Albedo, and why energy won't be easy

The fun thing about changes on a global scale, is the insight it brings, the earth is not big enough. You could look at this two ways, either we're causing the changes by excess introduction of trace gases into the atmosphere (a theory subscribed to by 97% of all scientists) OR we're unfortunate spectators of some freak variation in nature (this appeals more to the last 3%, and as a bonus a very comforting viewpoint).

Either way we're poorly equipped to handle a worst-case scenario, should this come to pass. Nice reading material on this topic would be James Hansen, a merited professor in NASA's employ (they've been to the moon and back, wich is more than you can say about Exxon Mobil, or Royal Dutch Shell).

Funny language like

Multiple positive feedbacks accelerate the process once it is underway.
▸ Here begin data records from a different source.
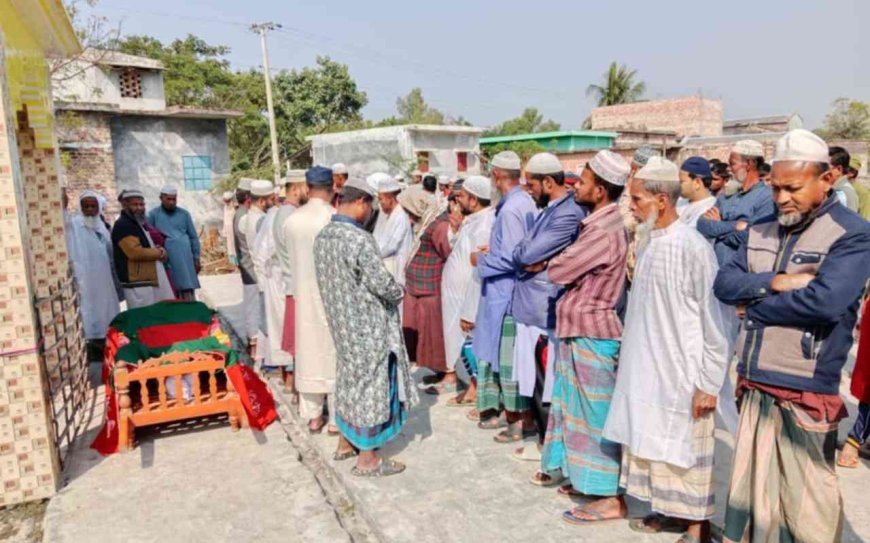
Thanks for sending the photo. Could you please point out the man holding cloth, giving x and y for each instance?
(796, 282)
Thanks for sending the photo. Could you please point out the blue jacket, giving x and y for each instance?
(535, 297)
(799, 339)
(751, 206)
(514, 217)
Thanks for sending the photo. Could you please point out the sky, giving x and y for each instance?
(488, 60)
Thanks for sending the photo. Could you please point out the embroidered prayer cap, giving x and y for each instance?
(543, 164)
(659, 169)
(800, 145)
(506, 160)
(262, 188)
(698, 166)
(611, 167)
(750, 148)
(643, 154)
(319, 176)
(478, 185)
(361, 185)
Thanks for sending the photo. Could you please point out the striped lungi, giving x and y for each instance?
(783, 483)
(585, 377)
(684, 493)
(495, 389)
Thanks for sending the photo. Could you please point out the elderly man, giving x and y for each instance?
(592, 270)
(314, 373)
(339, 178)
(296, 195)
(495, 329)
(91, 256)
(535, 297)
(393, 232)
(138, 261)
(373, 383)
(796, 282)
(227, 230)
(672, 364)
(695, 181)
(182, 242)
(724, 223)
(460, 285)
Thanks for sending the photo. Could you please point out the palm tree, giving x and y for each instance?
(619, 87)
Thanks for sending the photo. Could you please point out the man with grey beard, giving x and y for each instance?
(138, 261)
(796, 282)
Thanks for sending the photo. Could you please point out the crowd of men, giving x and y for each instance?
(599, 313)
The global mean temperature three million years ago was only 2–3 °C warmer than today, while the sea level was 25 ± 10 m higher

proves interesting for sure.

The whole reason this is surprising, is that Hansen, maintains that this is a posibility that we see climate along the lines of this once again, within the immediate future(that being 5m in about 100 years time). This is an estimate that is about 10 times more dramatic than IPCC have proposed(58cm, at most), and not at all satisfying to think about.
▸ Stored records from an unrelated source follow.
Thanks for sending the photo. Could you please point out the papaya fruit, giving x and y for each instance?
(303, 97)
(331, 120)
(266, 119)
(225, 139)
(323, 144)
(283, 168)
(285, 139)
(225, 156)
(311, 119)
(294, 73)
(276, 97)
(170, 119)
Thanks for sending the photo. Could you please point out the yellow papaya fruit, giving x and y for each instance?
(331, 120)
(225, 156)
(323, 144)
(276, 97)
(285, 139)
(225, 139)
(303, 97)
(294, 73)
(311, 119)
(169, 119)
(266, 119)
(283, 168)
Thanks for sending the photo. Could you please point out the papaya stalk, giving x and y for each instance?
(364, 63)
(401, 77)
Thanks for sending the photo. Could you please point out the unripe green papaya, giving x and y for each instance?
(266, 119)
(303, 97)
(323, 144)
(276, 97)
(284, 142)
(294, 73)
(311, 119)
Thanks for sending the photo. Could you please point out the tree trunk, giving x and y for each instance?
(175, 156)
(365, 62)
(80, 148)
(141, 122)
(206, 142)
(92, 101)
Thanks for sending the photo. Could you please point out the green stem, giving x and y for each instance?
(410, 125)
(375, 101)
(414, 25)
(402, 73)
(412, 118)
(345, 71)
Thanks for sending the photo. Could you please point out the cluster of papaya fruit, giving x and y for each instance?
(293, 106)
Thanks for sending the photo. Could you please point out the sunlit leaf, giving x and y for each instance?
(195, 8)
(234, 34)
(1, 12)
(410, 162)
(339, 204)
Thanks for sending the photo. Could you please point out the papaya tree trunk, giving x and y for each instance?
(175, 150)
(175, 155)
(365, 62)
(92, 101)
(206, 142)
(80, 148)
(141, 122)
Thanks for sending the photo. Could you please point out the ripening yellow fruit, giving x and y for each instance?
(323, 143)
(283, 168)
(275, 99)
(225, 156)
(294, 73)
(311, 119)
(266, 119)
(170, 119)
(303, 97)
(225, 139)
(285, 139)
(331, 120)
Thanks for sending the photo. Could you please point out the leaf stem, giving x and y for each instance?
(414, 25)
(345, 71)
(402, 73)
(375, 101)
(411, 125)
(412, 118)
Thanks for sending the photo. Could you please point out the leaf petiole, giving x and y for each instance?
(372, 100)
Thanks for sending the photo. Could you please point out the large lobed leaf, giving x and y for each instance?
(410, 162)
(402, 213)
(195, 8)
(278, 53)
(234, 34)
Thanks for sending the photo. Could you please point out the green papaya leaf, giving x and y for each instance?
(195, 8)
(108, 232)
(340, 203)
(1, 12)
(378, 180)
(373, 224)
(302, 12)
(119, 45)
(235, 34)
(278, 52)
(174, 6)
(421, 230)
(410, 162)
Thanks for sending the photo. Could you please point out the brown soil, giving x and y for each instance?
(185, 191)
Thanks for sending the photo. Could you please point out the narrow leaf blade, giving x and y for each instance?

Consider this; where are you at 5m higher sea level? And your immediate infrastructure, and your national and international economic system. It's long story short a challenge of impossibly big proportions, and a perfectly natural human reflex is to shy away from problems at this scale. And then we're not even talking of the consequences of the new and exiting weather pattern.. It just might be time to grow your own potatoes again.

Why the big difference in numbers? IPCC have to be 110% sure of any statement they put out, so naturally they're vague about effects that they do not have a good predictive model of. Possible rapid dynamical response of the ice sheet, is one of the factors that are impossible to estimate with a high level of confidence, and are therefore not included in the IPCC models. Wich is a shame.